This project is intended to help students better understand Self-Organizing Maps. The main contribution is a program that allows training Self-Organizing Maps on structured datasets and vizualizing the steps taken by the algorithm and the resulting Self-Organizing Map. Chapters 3 and 4 of this project explain the theoretical aspects of SOMs and their implementation in a software project. Chapter 5 focuses on explaining different aspects of the related program.
Self-Organizing Map (referenced as SOM from now on) is a computational method for the visualization and analysis of high dimensional data . SOMs allow for higher dimensional data to be clustered and mapped onto a lower dimensional object, usually a 2-dimensional grid. They are a form of neural networks that use unsupervised learning. The SOM structure and algortihm is explained in more detail in chapter 3.
SOMs are used in many data organization tasks, such as categorizing images. While SOMs offer unsupervized learning, they often do not reach optimal distribution and require further specification and classification by an overseer.
SOMs can be a difficult subject to comprehend and implement and some assistance in learning about SOMs might be required.

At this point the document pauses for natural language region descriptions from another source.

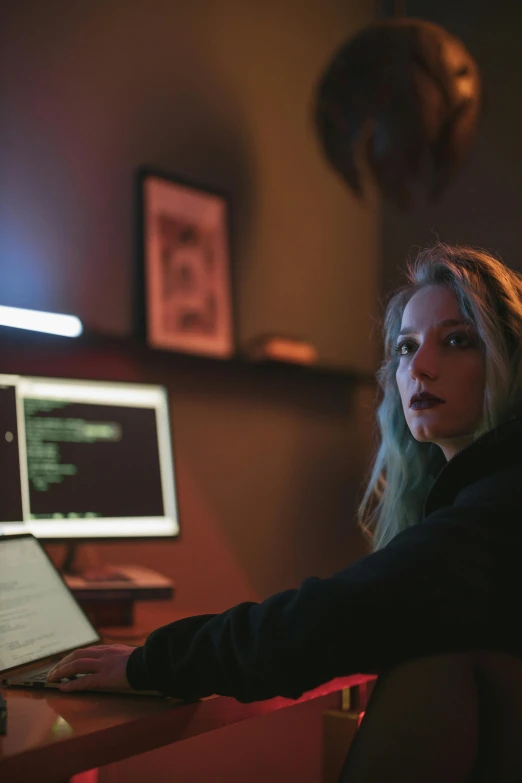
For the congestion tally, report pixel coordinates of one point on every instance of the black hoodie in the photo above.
(450, 583)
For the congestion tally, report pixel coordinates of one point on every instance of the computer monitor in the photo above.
(85, 459)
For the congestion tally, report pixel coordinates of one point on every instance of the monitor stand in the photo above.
(93, 571)
(107, 594)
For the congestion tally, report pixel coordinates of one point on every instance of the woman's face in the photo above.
(440, 354)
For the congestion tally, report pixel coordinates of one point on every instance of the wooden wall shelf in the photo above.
(21, 351)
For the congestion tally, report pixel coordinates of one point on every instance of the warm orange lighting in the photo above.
(282, 349)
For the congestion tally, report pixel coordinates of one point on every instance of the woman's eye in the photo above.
(461, 339)
(403, 348)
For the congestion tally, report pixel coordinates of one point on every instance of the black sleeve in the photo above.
(429, 590)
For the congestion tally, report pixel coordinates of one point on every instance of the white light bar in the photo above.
(38, 321)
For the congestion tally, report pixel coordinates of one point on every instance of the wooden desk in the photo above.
(52, 736)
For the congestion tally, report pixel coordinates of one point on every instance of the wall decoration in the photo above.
(404, 97)
(186, 267)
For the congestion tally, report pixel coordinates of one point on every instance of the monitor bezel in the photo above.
(128, 538)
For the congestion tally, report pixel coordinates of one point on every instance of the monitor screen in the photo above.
(85, 459)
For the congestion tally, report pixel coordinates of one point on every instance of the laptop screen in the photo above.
(38, 614)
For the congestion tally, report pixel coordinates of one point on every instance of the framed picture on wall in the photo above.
(186, 267)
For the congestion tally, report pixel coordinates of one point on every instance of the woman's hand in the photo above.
(103, 666)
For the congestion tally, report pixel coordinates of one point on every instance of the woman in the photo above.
(442, 509)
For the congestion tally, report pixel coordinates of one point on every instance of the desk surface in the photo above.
(52, 735)
(59, 735)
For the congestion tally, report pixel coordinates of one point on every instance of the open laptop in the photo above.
(40, 620)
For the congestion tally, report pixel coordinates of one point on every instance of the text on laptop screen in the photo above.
(85, 459)
(38, 615)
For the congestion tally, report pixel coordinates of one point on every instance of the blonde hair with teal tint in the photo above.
(490, 297)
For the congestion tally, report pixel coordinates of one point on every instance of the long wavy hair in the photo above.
(490, 297)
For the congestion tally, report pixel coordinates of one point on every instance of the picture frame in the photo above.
(185, 267)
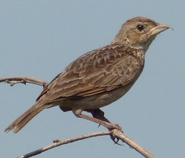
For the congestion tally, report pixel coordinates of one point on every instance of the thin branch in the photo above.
(115, 133)
(62, 142)
(22, 79)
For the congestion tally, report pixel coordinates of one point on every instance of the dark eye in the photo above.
(140, 27)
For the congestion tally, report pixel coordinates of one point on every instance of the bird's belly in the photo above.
(96, 101)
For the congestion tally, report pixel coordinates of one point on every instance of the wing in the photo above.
(95, 72)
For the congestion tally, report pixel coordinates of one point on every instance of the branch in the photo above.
(115, 133)
(22, 79)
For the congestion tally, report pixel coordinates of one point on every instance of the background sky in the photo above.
(40, 38)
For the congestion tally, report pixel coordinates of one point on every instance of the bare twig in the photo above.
(116, 133)
(22, 79)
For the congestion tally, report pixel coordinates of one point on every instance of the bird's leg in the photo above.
(99, 114)
(105, 123)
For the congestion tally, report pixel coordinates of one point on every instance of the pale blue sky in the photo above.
(40, 38)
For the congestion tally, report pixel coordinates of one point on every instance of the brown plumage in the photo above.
(99, 77)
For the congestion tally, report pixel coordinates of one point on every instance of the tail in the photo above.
(21, 121)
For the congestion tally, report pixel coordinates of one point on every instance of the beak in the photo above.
(158, 29)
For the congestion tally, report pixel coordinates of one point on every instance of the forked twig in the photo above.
(114, 133)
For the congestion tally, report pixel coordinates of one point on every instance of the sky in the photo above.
(40, 38)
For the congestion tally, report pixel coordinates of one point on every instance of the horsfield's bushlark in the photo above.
(99, 77)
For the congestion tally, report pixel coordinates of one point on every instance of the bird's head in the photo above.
(139, 32)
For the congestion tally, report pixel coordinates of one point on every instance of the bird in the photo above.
(99, 77)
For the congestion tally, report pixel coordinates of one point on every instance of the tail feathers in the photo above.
(21, 121)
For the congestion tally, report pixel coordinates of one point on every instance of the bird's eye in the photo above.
(140, 27)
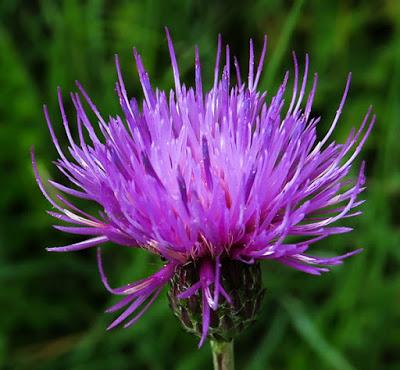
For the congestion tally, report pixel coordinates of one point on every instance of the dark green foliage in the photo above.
(51, 305)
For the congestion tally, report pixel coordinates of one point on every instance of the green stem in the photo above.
(223, 357)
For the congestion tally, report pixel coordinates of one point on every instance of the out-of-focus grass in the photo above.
(51, 305)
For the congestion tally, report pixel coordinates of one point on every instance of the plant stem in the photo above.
(223, 357)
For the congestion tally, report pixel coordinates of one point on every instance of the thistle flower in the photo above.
(207, 181)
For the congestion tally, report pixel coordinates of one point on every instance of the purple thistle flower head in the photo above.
(206, 177)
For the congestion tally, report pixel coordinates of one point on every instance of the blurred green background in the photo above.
(51, 305)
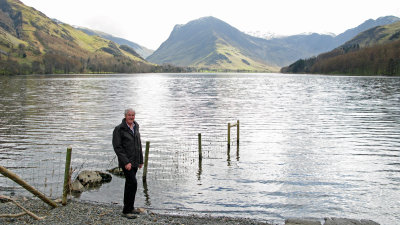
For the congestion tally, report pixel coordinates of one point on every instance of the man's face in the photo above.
(130, 117)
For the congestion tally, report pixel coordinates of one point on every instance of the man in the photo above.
(128, 147)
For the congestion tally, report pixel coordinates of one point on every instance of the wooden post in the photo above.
(237, 131)
(28, 187)
(146, 161)
(66, 175)
(200, 153)
(229, 136)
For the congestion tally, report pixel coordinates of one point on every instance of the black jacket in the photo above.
(127, 145)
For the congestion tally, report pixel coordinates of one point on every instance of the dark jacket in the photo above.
(127, 145)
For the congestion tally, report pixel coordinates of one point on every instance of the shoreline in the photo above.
(82, 212)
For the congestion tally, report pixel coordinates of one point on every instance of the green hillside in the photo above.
(30, 42)
(372, 52)
(209, 43)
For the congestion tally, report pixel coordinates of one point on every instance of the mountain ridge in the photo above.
(372, 52)
(30, 42)
(180, 49)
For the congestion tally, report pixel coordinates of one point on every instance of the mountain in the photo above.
(372, 52)
(351, 33)
(210, 42)
(30, 42)
(142, 51)
(213, 44)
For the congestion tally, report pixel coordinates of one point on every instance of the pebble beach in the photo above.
(78, 212)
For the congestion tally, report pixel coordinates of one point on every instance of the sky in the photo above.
(150, 22)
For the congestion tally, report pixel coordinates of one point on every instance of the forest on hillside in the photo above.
(376, 60)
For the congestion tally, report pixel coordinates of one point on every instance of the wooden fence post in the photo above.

In the opinion of the authors, vizualisation is a key factor in understanding how SOMs work and operate. There are many demos and videos of SOMs in action available on the Internet. Some of them are mentioned in Chapter 2. However few show any helpful information about how different variables within the algorithm act while training.
The goal of this project is to create a program that implements SOMs and allows for visualizing different aspects of the training process and the trained SOM.
Many different SOM visualization tools have been created for educational purposes. In this section we cover only those that are released under a public licence.
Christian Borgelt has created a SOM visualization tool called wsom (or xsom for the Linux version) . This tool allows viewing a grid of interconnected nodes training itself to organize itself into a rectangular 2D grid. The SOM being trained is redrawn after every cycle of the SOM algorithm, which creates an active view of the training process. This program does not characterize any other data about the SOM or its training process. Neither does this program allow loading different datasets for training. A screen capture of wsom in action can be seen on Figure 1.
Figure 1 - A screen capture of the wsom program in action 
Another illustrative program was created by Tom Germano, which uses colors with their three base components of red, green and blue as training data. It is a Java applett that can be configured to run different starting positions and at varying numbers of iterations. While different characteristics of the training process can be extrapolated from visual that the program provides while it’s running, it does not explicitly provide any information about how different aspects of the training algorithm change in time. Neither does this program allow loading different datasets for training. A screen capture of the program in action can be seen on Figure 2.
JavaSOM is a SOM vizualisation tool created by Tomi Suuronen for his Bachelor’s Thesis. It allows loading training data in XML format and the trained SOM can be saved into XML, SVG and PDF formats. The last two are presented as images. While this program allows different inputs for datasets, it does not show any information about the training process itself. A screen capture of the program’s results in SVG format can be seen on Figure 3.
Figure 3 - The results of JavaSOM in SVG format
As there are already different programs that show how a SOM organizes itself, we decided to focus on a slightly different area. Namely, how different elements of the SOM training algorithm act while the algorithm is running.